CMHC releases HMAs on a quarterly basis to provide Canadians with both expert and impartial insight and analysis, based on the best data available in the country. CMHC defines vulnerability as imbalances in the housing market, which occur when overbuilding, overvaluation, overheating and price acceleration – or any combination thereof – depart significantly from historical averages.
Results are based on data as of the end of June 2018 and market intelligence as of the end of September 2018. This national report assesses the housing market at the national level and provides summary assessment results for 15 Census Metropolitan Areas (CMAs).
- Nationally, the moderate rating of overvaluation is maintained as a longer period of improved alignment between home prices and fundamentals is necessary for overvaluation to be revised to low.
- Evidence of overbuilding remains high in Edmonton, Calgary, Saskatoon and Regina, so they continue to receive a moderate degree of vulnerability in the overall assessment.
- Ottawa, Quebec City, Moncton, Halifax and St. John’s all sustained a low degree of overall vulnerability, as home prices continue to follow the path of fundamentals.
- Montreal’s resale market is close to overheating, reports CMHC. This creates significant upward pressure on home prices as a result of a sharp tightening between supply and demand.
- In Winnipeg, evidence of overbuilding as well as overall vulnerability grew from low to moderate, reflecting increases in the inventory of newly completed units that remain unsold.
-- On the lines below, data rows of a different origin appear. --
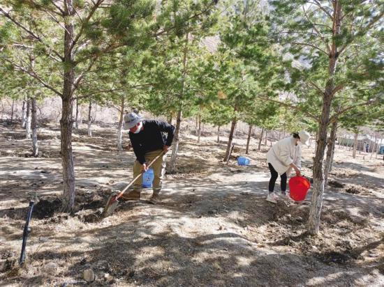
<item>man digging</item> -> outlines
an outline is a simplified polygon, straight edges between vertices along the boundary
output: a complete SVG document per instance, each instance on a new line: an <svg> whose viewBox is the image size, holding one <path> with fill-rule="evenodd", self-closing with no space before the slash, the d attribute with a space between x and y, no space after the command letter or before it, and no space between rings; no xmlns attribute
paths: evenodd
<svg viewBox="0 0 384 287"><path fill-rule="evenodd" d="M159 121L144 120L131 112L124 116L124 129L129 130L129 139L136 155L133 165L133 178L148 170L147 164L162 151L163 156L156 160L151 168L154 169L153 194L151 200L156 201L161 189L165 173L166 153L175 136L175 127ZM163 132L168 134L166 138ZM142 190L142 178L133 183L133 188L123 194L123 200L139 200Z"/></svg>

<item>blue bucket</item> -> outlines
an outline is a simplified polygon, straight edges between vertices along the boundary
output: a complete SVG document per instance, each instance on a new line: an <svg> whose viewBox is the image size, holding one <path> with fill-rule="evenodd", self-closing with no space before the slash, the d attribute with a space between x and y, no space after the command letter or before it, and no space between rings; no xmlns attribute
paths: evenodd
<svg viewBox="0 0 384 287"><path fill-rule="evenodd" d="M248 157L237 157L237 164L239 165L249 165L250 160Z"/></svg>
<svg viewBox="0 0 384 287"><path fill-rule="evenodd" d="M148 169L147 171L142 173L142 187L144 188L152 187L154 177L154 170Z"/></svg>

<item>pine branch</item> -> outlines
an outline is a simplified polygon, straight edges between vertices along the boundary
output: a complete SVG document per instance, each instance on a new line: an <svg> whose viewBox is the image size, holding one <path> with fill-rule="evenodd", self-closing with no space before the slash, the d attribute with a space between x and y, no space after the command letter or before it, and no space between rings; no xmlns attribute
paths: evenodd
<svg viewBox="0 0 384 287"><path fill-rule="evenodd" d="M332 95L333 96L339 91L342 90L344 87L344 85L338 85L335 86L332 91Z"/></svg>
<svg viewBox="0 0 384 287"><path fill-rule="evenodd" d="M348 111L350 110L350 109L353 109L357 107L360 107L360 106L365 106L365 105L370 105L370 104L375 104L376 102L379 102L379 97L378 96L377 98L374 98L373 99L370 99L364 102L361 102L361 103L359 103L359 104L353 104L353 105L350 105L349 107L346 107L345 109L341 109L340 111L339 111L338 114L332 116L330 118L330 121L328 121L328 124L330 123L333 123L335 121L337 120L337 118L339 116L340 116L340 115L347 112Z"/></svg>
<svg viewBox="0 0 384 287"><path fill-rule="evenodd" d="M355 41L357 39L357 36L364 36L364 34L368 33L369 30L372 27L372 26L374 26L378 21L379 21L383 17L383 15L384 15L384 11L382 11L379 15L374 17L372 19L372 20L362 30L356 32L353 35L352 39L348 43L346 43L343 47L341 47L341 48L339 52L339 54L341 54L348 45L352 44L353 41Z"/></svg>
<svg viewBox="0 0 384 287"><path fill-rule="evenodd" d="M330 19L332 20L333 17L331 14L327 10L321 6L321 4L318 2L317 0L313 0L313 2L308 2L310 4L313 4L318 6L319 8L320 8L329 17Z"/></svg>
<svg viewBox="0 0 384 287"><path fill-rule="evenodd" d="M29 76L32 77L34 79L37 79L43 86L45 86L45 88L47 88L49 90L51 90L52 92L56 93L57 95L59 95L60 97L62 97L63 95L62 95L61 93L58 91L57 89L55 89L52 86L50 86L50 85L47 84L47 83L45 83L44 82L44 80L43 80L43 79L41 79L40 77L38 77L33 70L31 70L31 71L27 70L25 68L24 68L23 67L22 67L21 65L19 65L13 63L13 61L8 60L8 59L4 59L4 60L6 61L7 62L10 63L11 65L13 65L13 67L17 68L17 70L19 70L20 72L22 72L25 73L25 74L27 74Z"/></svg>
<svg viewBox="0 0 384 287"><path fill-rule="evenodd" d="M313 27L313 29L315 29L316 33L320 36L320 38L321 38L321 40L323 40L323 42L324 45L327 47L327 50L328 51L328 54L330 54L331 53L331 48L330 48L329 44L327 42L327 40L325 40L325 38L324 38L323 34L320 32L320 31L316 28L316 26L315 25L315 24L312 21L311 21L311 20L309 19L309 17L308 16L308 14L307 13L307 11L305 10L305 8L304 8L304 6L302 6L302 9L303 9L303 11L304 11L304 14L305 15L305 17L307 17L307 20L312 24L312 26Z"/></svg>
<svg viewBox="0 0 384 287"><path fill-rule="evenodd" d="M255 96L256 98L258 98L259 99L261 99L261 100L276 102L276 104L280 104L281 106L288 107L290 107L292 109L300 111L301 112L305 114L306 115L307 115L310 118L314 119L316 121L318 121L318 118L316 116L315 116L315 115L313 115L313 114L311 114L311 113L309 113L307 111L303 110L300 107L297 107L297 106L295 106L293 104L288 104L286 102L280 102L279 100L273 100L273 99L271 99L269 98L264 98L264 97L262 97L260 95L255 95Z"/></svg>
<svg viewBox="0 0 384 287"><path fill-rule="evenodd" d="M316 91L320 93L320 95L324 95L324 92L321 88L320 88L320 87L318 85L316 85L316 83L311 81L309 82L309 84L313 88L315 88Z"/></svg>
<svg viewBox="0 0 384 287"><path fill-rule="evenodd" d="M79 40L79 38L82 36L82 32L83 32L84 29L85 27L85 25L87 25L87 24L88 24L89 22L89 20L91 20L91 18L92 17L92 16L95 13L96 10L100 6L100 5L101 5L101 3L103 1L104 1L104 0L98 0L97 2L96 2L96 3L92 1L92 3L94 3L94 6L91 9L91 11L89 11L89 14L88 14L88 16L87 16L85 20L82 22L82 25L80 26L79 33L77 33L77 36L75 38L75 40L73 40L73 42L72 42L72 45L71 46L71 48L70 48L71 50L72 50L72 49L73 49L73 47L75 47L75 45L76 45L76 43Z"/></svg>
<svg viewBox="0 0 384 287"><path fill-rule="evenodd" d="M44 41L38 36L38 35L35 34L32 31L27 28L25 26L22 25L20 22L19 22L17 20L16 20L15 18L13 18L9 13L7 13L3 8L0 7L0 15L3 15L6 18L9 19L12 22L13 22L16 26L21 28L22 30L24 30L25 32L29 33L30 36L31 36L35 40L39 41L43 45L44 45L45 47L49 48L50 50L52 50L56 56L57 56L61 61L64 61L64 58L62 57L59 52L55 51L54 49L52 49L50 46L47 45L44 42Z"/></svg>

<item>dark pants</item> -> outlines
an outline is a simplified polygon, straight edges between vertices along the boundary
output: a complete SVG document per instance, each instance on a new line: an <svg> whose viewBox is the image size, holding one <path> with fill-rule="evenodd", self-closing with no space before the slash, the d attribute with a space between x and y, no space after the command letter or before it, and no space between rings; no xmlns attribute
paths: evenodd
<svg viewBox="0 0 384 287"><path fill-rule="evenodd" d="M268 167L269 168L269 171L271 171L271 179L269 180L269 193L273 192L274 189L274 183L276 183L276 180L277 179L277 177L279 176L279 173L276 170L274 169L272 165L268 162ZM281 176L280 176L281 183L280 185L281 187L281 192L286 193L286 190L287 189L287 173L284 173Z"/></svg>

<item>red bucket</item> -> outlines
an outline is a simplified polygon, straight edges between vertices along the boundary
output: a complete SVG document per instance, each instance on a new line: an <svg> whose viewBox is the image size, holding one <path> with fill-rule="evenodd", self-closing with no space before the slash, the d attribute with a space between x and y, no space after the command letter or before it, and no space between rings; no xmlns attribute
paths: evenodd
<svg viewBox="0 0 384 287"><path fill-rule="evenodd" d="M311 187L311 183L304 176L290 178L288 185L290 198L296 201L304 201Z"/></svg>

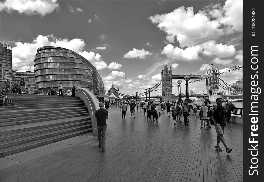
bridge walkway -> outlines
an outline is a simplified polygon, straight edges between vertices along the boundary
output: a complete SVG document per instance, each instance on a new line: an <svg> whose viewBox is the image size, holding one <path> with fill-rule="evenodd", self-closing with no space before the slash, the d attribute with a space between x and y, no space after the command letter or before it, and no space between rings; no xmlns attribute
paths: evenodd
<svg viewBox="0 0 264 182"><path fill-rule="evenodd" d="M108 112L105 152L84 134L1 158L1 181L243 181L242 124L228 124L227 154L214 149L214 126L200 129L198 118L174 126L165 111L158 123L147 122L143 110L135 119L128 111L122 119L116 107Z"/></svg>

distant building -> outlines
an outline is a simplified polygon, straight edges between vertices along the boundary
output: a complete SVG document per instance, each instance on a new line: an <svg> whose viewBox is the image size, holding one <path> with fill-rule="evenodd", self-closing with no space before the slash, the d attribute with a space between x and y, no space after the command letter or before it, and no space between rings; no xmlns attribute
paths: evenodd
<svg viewBox="0 0 264 182"><path fill-rule="evenodd" d="M116 96L117 97L119 97L119 95L117 94L117 93L119 93L119 86L117 86L117 89L116 89L115 87L114 86L113 84L111 86L111 88L110 88L110 90L109 90L109 95L110 96L111 93L113 93L114 95Z"/></svg>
“For the ninth consecutive quarter, there continues to be a high degree of overall vulnerability at the national level, however, we are seeing conditions of overvaluation easing for Canada as a whole,” said Bob Dugan, CMHC’s chief economist, in a press release. “Tighter mortgage rules, rising interest rates and weaker growth in inflation-adjusted personal disposable income – likely lead to reduced demand for housing, resulting in the decline of house prices.”